Regulation of mechanical properties, microstructure, and CO2 emissions of cement-based composites using CNF/MWCNT nano-additives: a combined molecular dynamics and experimental study
摘要
To address the performance shortcomings of traditional cement-based material, and simultaneously respond to the dual industrial goals of “high-performance material research and development” and “low-carbon emission reduction”, the effects of the synergistic interaction of cellulose nanofibers (CNFs) and multi-walled carbon nanotubes (MWCNTs) on the microstructure, mechanical properties and CO2 emissions of cement-based composites were studied. The results showed that the composite with a combined dosage of 0.05% CNFs and 0.025% MWCNTs (by mass of cementitious material) exhibited the best overall performance enhancement. In addition, CNFs promote the nucleation of hydration products with the help of surface groups, and MWCNTs guide the directional growth of crystals to optimize the microstructure. The introduction of CNFs also effectively improved the dispersion of MWCNTs and alleviated their agglomeration problems.

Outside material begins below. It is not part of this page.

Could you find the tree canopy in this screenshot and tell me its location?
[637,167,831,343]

By combining molecular dynamics theory and shear lag theory, quantitative analysis demonstrates that incorporating CNFs significantly enhances the normalized hydrogen bond density and stress transfer efficiency (by ~ 41.7% and 59.85%, respectively, at 50% CNT spatial proportion). Concurrently, CNFs reduces the disparity in the influence of bond length versus bond angle on interfacial bond energy by 42.7–45.3%, thereby strengthening the interfacial mechanics of MWCNTs/Calcium silicate hydrate (MWCNTs/C-S-H) nanocomposites. Even in the case of excessive MWCNT dosage (0.05%), the CO2 emission reduction increased significantly from 36.53 kg/m3 to 197.38 kg/m3 as the CNFs dosage increased from 0% to 0.05%. These findings provide a theoretical basis for the use of multi-scale nanomaterials to steadily reduce CO2 emissions while strengthening the design of high-strength cement-based materials.